The collapse of Rana Plaza, an eight-story commercial building outside Bangladesh’s capital city, in 2013 killed more than 1,200 workers, and most of them died while producing clothes for some of the world’s lowest wages. The garment sector’s deadliest accident owed to dubious construction permits, abusive labor policies, and more systemic problems. A heavily footnoted, absolutely depressing but crucial comics series reported by award-winning writer Anne Elizabeth Moore and drawn by artist collective Ladydrawers explores the industry and how our apparel purchases affect its majority-women workforce.
“The garment industry employs between one-sixth and one-seventh of all of the women on Earth, and therefore is probably the single-most responsible entity for the global gender wage gap,” writes Moore in Threadbare: Clothes, Sex & Trafficking, published by Microcosm.
Originally published at Truthout, Threadbare’s comics and essays demonstrate how the apparel industry is “keeping women in poverty around the world” and illuminates parallel issues such as its impact on how we discuss and understand sex work and human trafficking.

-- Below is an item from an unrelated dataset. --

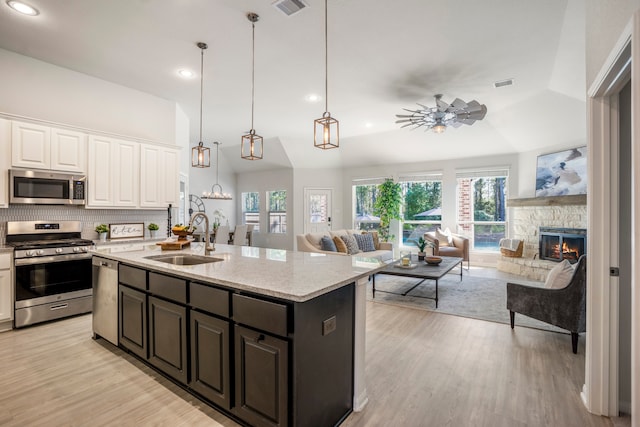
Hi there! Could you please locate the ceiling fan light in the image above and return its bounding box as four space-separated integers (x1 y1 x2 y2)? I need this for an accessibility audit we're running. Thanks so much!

For example, thanks to a Cambodian anti-sex trafficking institution’s no-photography policy, Ellen Lindner’s lively visuals of assembly line–like interiors become crucial in depicting “so-called rehabilitation programs” — which sometimes include forced religious conversion and frequently recruit women against their will. Moore writes in “Out of the Factories” that these NGOs (non-governmental organizations) “restrict women’s employment options” by training them solely for apparel roles that are exploitative and subject to rampant discrimination; in turn, many of the women end up trading the jobs for better-paying sex work. Lindner’s thick black strokes contrast sharply with carnation and coral pinks here, and her expressive figures remind me of fellow graphic journalist Josh Neufeld’s. Her strip weathered the transition to print better than others in the book.
In another story, Moore and Julia Gfrörer track the phenomenon of fast fashion: an effort “to make stylish but affordable clothing available to the consumer” at the cost of “pushing new apparel items out the door in as few as six weeks.” Glossy ads — “the output of models’ underpaid labor” — take up the charge thereafter.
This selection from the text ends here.